In February 1989, Zordich was declared an unconditional free agent by the Jets. In March, he was signed by the Phoenix Cardinals in 1989. In 1989, he appeared in 16 games (seven starts). He recorded 60 tackles, one sack, and one interceptions. In 1990, he appeared in 16 games. He recorded 27 tackles, one fumble recovery, and one interceptions. In 1991, he started all 16 games. He recorded, a career-high, 87 tackles, as well as three fumble recoveries, and one interception. In 1992, he started all 16 games. He recorded 61 tackles, and three interceptions. In 1993, his final season in Phoenix, he appeared in 16 games (nine starts).
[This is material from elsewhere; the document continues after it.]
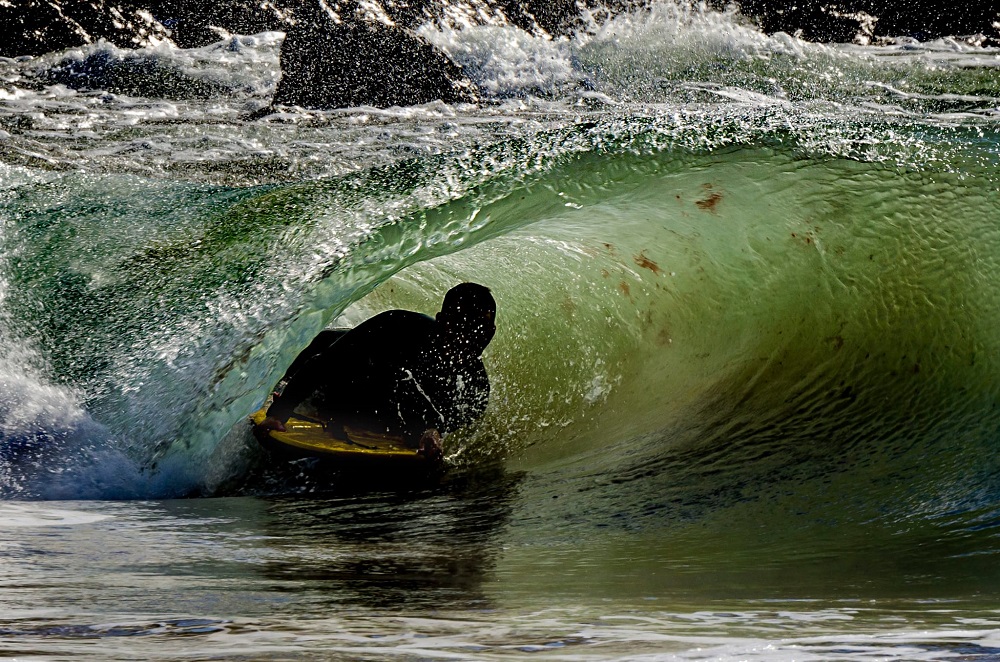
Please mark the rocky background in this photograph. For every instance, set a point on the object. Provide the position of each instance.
(366, 52)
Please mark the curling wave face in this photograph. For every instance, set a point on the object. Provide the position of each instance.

He recorded 54 tackles, two forced fumbles, and one interception.

In June 1994, Zordich signed with the Philadelphia Eagles, signing a two-year $800,000 contract, where he replaced Andre Waters who left Philadelphia to sign with the, then newly renamed, Arizona Cardinals. In 1994, Zordich started all 16 games. He recorded 51 tackles, one sack, two forced fumbles, three fumble recoveries, and a career-high four interceptions. In 1995, he started 15 games, missing one. He recorded 60 tackles, one sack, two forced fumbles as well as two fumble recoveries, and one interception. In 1996, he started all 16 games. He recorded 64 tackles, and four interceptions. In 1997, he started all 16 games. He recorded 51 tackles, a career-high two sacks, one fumble recovery, and one interceptions. In his final season, 1998, he started all 16 games. He recorded 55 tackles, one fumble recovery, and two interceptions. After the season, his contract expired and he was not re-signed. In 1999, he was replaced by Tim Hauck.
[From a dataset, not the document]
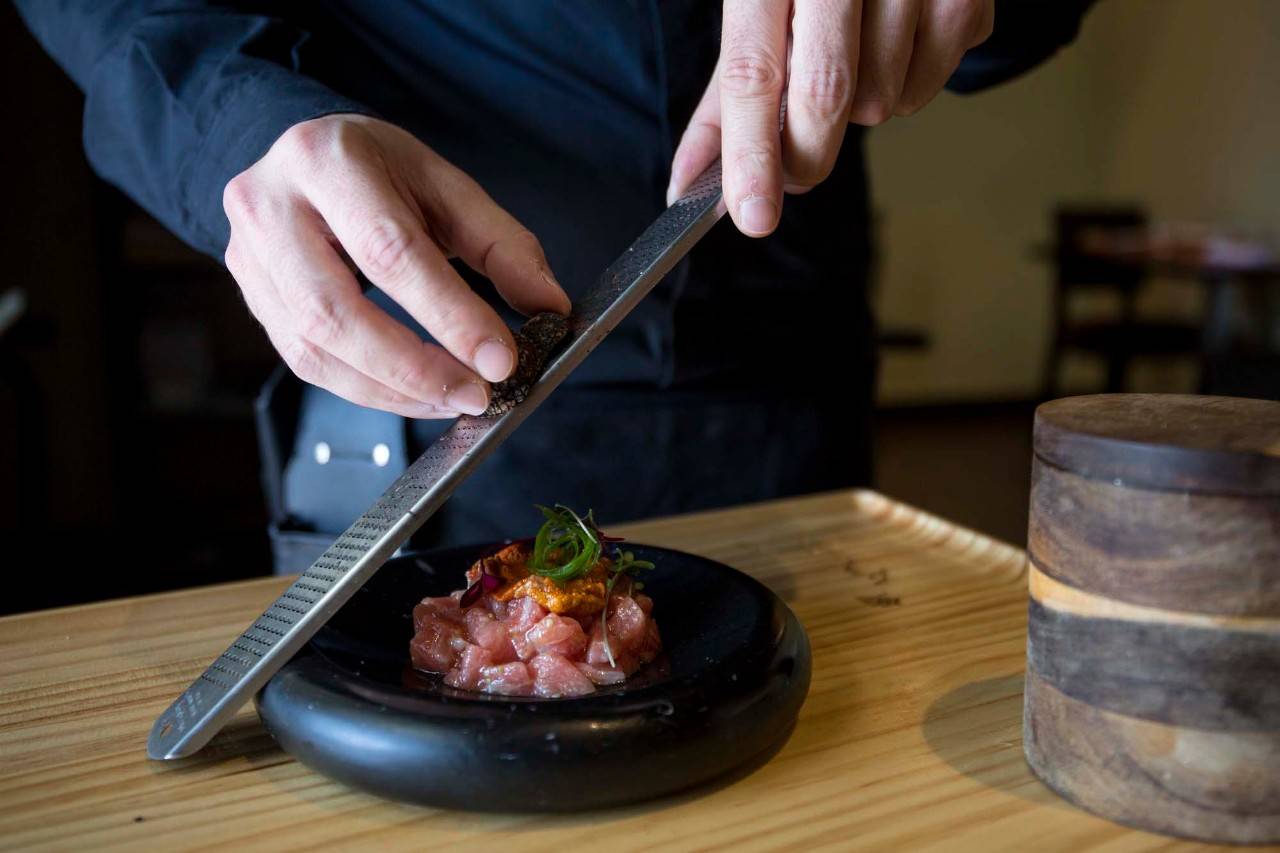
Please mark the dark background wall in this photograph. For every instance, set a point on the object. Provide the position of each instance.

After appearing in his first career game in 1987 with the Jets, Zordich missed just one game in his career.

===Career statistics===

| Season |  |  |  | Tackles |  |  |  |  |  |  | Pass defense |  |  |
|---|---|---|---|---|---|---|---|---|---|---|---|---|---|
| Year | Team | GP | GS | Solo. | Asst. | Total | Sacks | FF | FR | TD | Int. | Yds. | TD |
| 1987 | NYJ | 10 | 0 | -- | -- | 8 | 1 | 0 | 0 | 0 | 0 | 0 | 0 |
| 1988 | NYJ | 16 | 0 | -- | -- | 10 | 0 | 0 | 0 | 0 | 1 | 35 | 1 |
| 1989 | PHX | 16 | 7 | -- | -- | 60 | 1 | 0 | 0 | 0 | 1 | 16 | 1 |
| 1990 | PHX | 16 | 0 | -- | -- | 27 | 0 | 0 | 1 | 0 | 1 | 25 | 0 |
| 1991 | PHX | 16 | 16 | -- | -- | 87 | 0 | 0 | 3 | 0 | 1 | 27 | 0 |
| 1992 | PHX | 16 | 16 | -- | -- | 61 | 0 | 0 | 0 | 0 | 3 | 37 | 0 |
| 1993 | PHX | 16 | 9 | -- | -- | 54 | 0 | 2 | 0 | 0 | 1 | 0 | 0 |
| 1994 | PHI | 16 | 16 | 24 | 27 | 51 | 1 | 2 | 3 | 0 | 4 | 39 | 1 |
| 1995 | PHI | 15 | 15 | 46 | 14 | 60 | 1 | 2 | 2 | 1 | 1 | 10 | 0 |
| 1996 | PHI | 16 | 16 | 32 | 32 | 64 | 0 | 0 | 0 | 0 | 4 | 54 | 0 |
| 1997 | PHI | 16 | 16 | 22 | 29 | 51 | 2 | 0 | 1 | 0 | 1 | 21 | 0 |
| 1998 | PHI | 16 | 16 | 27 | 28 | 55 | 0 | 0 | 1 | 0 | 2 | 18 | 0 |
| Career |  | 185 | 127 | -- | -- | 588 | 6 | 6 | 11 | 1 | 20 | 282 | 3 |

==Coaching career==
In 2003, Zordich became a defensive assistant at Cardinal Mooney High School, he coached there for six seasons. In 2009, he joined the Philadelphia Eagles as the team's defensive quality control coach, for two seasons. In 2011, he was named the Eagles' safeties coach. In 2014, he was named Youngstown State's safeties coach. After the season, in January 2015, he was hired by the University of Michigan. Zordich was fired from Michigan on January 13, 2021, after six seasons as the defensive backs coach.

==Personal life==
Zordich lives in Ann Arbor, Michigan with his wife Cynthia, a photographer. His son Michael Jr. played running back for the Nittany Lions and later the Carolina Panthers, and another son, Alex, played quarterback for the University at Buffalo, he also has a daughter, Aiden.